Roe Valley Beekeepers Association

Beekeeping Advice

Spring Management

The management of your colonies from Feb/Mar to the middle of May will determine their success that year.

By February an observant beekeeper will be able to detect the signs of increasing activity in his hive, whilst it remains too cold to open it for visual inspection. Hefting of the hive will provide an estimate of residual food supply. Bees will be beginning to fly on warmer days, to provide a source of water, and to recover pollen from spring flowers. Cleansing flights will also be apparent. The flight pattern and bees posture should be observed to ensure that these are not robber bees emptying a dead colony. The collection of pollen signals the bees attempts to provide a protein supply to the hive and indicates that the queen has survived, is laying and that there is fresh larval brood. If hive weight appears light, a fondant emergency feed may be necessary. This will involve lifting the crownboard so as to place the fondant directly onto the top bars of frames, and this should be done quickly to minimise cooling, but will afford the first opportunity to see the brood. 

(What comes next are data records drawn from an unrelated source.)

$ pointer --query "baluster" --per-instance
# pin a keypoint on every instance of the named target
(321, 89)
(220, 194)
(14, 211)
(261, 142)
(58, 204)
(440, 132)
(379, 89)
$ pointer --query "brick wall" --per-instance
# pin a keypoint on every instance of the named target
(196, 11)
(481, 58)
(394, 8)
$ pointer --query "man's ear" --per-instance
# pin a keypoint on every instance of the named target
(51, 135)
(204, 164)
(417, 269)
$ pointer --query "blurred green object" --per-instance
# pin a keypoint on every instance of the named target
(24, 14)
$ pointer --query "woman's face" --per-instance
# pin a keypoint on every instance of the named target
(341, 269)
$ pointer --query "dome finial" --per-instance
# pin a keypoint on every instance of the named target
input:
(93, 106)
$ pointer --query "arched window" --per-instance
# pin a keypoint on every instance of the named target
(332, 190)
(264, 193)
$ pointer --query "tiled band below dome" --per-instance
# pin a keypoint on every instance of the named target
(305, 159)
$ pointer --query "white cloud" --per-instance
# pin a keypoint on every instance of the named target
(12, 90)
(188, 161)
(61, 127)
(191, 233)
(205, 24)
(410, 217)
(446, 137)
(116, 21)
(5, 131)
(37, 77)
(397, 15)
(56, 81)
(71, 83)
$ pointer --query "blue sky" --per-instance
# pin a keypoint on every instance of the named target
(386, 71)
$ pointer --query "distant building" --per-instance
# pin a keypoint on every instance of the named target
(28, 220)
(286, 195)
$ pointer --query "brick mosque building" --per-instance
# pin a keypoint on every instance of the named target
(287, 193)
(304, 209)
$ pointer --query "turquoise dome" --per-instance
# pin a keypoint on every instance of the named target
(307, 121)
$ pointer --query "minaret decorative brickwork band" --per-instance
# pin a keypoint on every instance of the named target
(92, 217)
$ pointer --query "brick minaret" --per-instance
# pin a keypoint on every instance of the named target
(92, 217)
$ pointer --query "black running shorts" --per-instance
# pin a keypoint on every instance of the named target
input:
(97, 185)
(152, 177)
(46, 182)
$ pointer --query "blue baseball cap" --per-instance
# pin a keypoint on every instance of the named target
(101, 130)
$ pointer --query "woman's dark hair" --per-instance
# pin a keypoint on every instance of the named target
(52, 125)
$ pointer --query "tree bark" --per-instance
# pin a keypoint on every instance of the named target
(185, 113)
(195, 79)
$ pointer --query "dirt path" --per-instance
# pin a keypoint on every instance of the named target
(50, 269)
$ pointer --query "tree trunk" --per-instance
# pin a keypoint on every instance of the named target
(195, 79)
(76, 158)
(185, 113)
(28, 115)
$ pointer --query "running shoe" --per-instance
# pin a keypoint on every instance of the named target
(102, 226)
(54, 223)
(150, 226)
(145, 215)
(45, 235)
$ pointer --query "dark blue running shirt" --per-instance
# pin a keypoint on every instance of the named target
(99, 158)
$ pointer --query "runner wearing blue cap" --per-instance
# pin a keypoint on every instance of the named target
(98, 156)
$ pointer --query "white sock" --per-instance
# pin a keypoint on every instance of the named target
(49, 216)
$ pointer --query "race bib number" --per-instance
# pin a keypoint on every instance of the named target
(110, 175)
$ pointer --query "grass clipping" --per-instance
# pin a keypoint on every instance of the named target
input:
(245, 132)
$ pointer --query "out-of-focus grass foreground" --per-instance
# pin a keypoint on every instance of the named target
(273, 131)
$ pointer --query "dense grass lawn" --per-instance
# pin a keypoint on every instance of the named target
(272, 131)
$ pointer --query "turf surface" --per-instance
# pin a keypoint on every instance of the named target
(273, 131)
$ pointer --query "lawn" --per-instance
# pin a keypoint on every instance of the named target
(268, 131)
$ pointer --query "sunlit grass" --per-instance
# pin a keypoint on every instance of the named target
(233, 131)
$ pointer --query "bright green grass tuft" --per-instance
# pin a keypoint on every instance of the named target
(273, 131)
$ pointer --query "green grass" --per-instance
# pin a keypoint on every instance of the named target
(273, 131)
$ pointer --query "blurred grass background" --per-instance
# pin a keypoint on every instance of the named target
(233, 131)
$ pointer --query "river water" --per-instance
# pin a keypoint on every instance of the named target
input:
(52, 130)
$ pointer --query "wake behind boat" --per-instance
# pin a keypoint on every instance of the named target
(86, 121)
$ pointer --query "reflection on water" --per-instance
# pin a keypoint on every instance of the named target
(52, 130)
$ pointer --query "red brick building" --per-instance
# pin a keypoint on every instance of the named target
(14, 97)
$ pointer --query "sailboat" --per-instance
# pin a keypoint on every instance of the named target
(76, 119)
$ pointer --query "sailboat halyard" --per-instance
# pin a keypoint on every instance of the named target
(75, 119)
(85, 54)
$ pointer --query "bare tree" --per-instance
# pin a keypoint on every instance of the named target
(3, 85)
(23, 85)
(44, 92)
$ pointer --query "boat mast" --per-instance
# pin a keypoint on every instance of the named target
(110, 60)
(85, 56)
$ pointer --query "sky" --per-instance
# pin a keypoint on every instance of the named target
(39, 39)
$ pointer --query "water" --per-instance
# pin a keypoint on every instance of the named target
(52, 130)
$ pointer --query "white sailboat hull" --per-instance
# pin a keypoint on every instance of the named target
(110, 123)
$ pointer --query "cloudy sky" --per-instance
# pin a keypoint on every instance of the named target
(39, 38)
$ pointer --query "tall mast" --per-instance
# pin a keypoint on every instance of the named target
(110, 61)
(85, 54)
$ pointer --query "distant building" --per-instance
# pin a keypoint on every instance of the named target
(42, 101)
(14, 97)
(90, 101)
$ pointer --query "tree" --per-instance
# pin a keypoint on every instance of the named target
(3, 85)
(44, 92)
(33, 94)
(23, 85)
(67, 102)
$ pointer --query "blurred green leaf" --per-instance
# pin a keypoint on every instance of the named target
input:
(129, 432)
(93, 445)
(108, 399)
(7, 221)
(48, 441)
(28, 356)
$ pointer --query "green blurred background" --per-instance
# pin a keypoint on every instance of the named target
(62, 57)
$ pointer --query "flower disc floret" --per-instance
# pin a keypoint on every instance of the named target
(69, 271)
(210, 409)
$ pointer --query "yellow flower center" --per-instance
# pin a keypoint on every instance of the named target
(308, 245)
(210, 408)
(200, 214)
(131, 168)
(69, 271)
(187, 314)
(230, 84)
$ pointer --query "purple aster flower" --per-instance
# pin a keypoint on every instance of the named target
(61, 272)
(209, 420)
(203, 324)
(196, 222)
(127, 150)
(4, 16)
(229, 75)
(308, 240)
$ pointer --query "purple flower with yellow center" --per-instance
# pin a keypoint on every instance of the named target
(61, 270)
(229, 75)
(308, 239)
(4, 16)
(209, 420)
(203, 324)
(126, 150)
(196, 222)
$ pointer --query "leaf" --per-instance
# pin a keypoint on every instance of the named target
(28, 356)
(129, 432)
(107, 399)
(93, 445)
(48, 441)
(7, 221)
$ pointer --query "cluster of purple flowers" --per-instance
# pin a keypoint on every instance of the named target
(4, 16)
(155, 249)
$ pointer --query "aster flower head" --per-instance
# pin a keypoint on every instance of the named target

From the beginning of March as weather improves there should be increasing signs of hive activity, which may also be apparent by listening/feeling for the sound of contented bees. At this time of year overwintered bees will have reached the end of their lives, and their numbers may not be sufficient to provide for foraging needs of the hive if the early spring build up is to occur. It is important not to overstimulate the queen at this stage otherwise chilled brood will occur, but it is essential that the colony has sufficient protein and carbohydrate stocks. Feeding of pollen is not usual in this area, but some feeding of the colony with sugar solution will be required. This should be with light syrup (1 kg sugar to 2 litres water giving a 30% solution). Although an external feeder would avoid the need to open the hive, it is likely to encourage robbing, and a contact feeder is therefore best. If on inserting this there is evidence of starvation, a 50% solution would prevent loss. 

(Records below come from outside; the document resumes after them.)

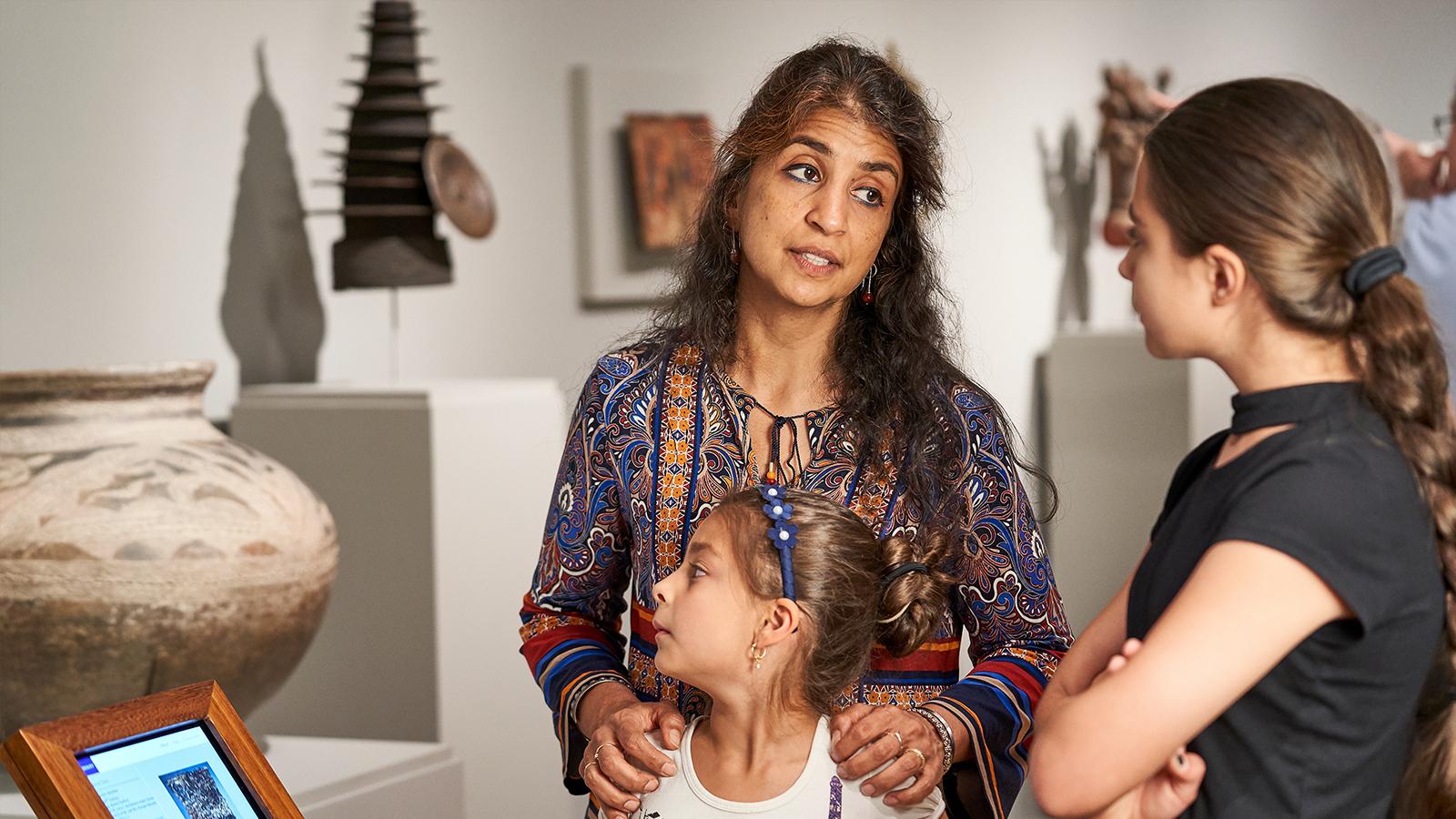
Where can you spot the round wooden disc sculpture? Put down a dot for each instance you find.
(142, 550)
(389, 175)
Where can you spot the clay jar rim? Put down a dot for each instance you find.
(106, 382)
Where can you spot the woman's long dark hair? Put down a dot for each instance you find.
(892, 360)
(1289, 178)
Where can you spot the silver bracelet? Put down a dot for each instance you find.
(943, 731)
(581, 693)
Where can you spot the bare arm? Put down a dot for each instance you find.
(1244, 608)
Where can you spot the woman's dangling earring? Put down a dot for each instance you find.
(868, 295)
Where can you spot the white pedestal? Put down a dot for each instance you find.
(349, 778)
(440, 494)
(1116, 424)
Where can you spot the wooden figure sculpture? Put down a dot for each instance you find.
(398, 172)
(1130, 108)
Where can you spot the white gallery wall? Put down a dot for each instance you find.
(123, 131)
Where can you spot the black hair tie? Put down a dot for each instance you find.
(1372, 268)
(902, 570)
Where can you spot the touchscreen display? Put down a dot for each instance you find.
(175, 773)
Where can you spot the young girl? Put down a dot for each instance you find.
(772, 614)
(1286, 614)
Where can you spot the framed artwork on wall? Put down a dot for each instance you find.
(642, 145)
(672, 165)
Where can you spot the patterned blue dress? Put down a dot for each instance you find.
(660, 436)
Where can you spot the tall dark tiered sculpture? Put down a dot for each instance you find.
(389, 217)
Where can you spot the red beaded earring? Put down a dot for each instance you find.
(868, 295)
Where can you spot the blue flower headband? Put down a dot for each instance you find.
(783, 533)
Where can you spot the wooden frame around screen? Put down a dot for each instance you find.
(43, 758)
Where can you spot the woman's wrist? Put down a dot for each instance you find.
(602, 700)
(944, 731)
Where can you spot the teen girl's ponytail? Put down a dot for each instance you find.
(912, 592)
(1400, 361)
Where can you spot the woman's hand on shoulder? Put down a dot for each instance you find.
(866, 738)
(621, 761)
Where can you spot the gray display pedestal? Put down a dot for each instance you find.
(1116, 423)
(349, 778)
(440, 491)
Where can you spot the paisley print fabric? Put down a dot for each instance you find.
(659, 438)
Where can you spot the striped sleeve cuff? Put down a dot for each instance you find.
(994, 704)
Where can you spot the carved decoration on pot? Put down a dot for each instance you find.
(142, 548)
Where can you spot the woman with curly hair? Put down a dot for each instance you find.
(807, 346)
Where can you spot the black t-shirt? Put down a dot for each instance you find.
(1327, 732)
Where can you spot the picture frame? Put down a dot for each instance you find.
(613, 267)
(46, 760)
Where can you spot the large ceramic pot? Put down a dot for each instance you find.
(142, 550)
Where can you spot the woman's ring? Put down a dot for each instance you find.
(596, 753)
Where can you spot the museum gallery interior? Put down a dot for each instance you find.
(298, 299)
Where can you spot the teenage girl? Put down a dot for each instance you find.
(1290, 608)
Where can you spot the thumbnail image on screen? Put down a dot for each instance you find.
(198, 793)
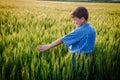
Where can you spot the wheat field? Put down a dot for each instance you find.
(27, 23)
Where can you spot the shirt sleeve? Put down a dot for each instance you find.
(73, 37)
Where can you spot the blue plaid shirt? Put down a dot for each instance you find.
(81, 40)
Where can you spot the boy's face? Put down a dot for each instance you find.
(79, 21)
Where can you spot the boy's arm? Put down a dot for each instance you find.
(48, 46)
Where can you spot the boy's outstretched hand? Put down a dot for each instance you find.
(48, 46)
(43, 47)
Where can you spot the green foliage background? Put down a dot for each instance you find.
(25, 24)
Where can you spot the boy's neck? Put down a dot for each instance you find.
(82, 23)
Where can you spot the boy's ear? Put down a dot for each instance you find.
(82, 18)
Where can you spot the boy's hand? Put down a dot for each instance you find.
(43, 47)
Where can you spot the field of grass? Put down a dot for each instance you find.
(26, 24)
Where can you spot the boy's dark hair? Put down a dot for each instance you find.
(80, 12)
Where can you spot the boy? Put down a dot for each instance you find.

It is unlikely that the first colony inspection can be achieved before the beginning of April to avoid chilling the hive. When it is comfortable to remain outdoors in a short sleeved shirt without inducing pneumonia, the day has come to inspect. The first inspection of the yeaqr is its most important and the beekeeper will wish to observe the size and nature of the brood nest, so as to decide whether his queen is laying adequately, or will require replacement. The presence of brood diseases is easiest to detect when the brood size is small, and samples of bees may be taken for scientific examination by the Bee Inspectorate. Adult diseases and infestations should be sought, including an estimate of the varroa count, and whether there are signs of deformed wings, or of soiling of frames. The extent of residual stores will be seen, and the opportunity to begin cyclical changing of old brood frames take, by moving old frames to the marjins aiming to replace 1/3 this season. The ratio of eggs to unsealed brood to sealed brood present will give an indication of the speed of spring build-up.

At this point copious feeding of light syrup should now begin to encourage queen laying, and plans made for the season during winter implemented. This will include decisions about queen replacement, nuc creation or colony division and plans to availo of a spring oil seed rape honey crop, which may require hives to be secured and moved. In early May if all is well the colony should occupy about 2/3 of available brood chamber space.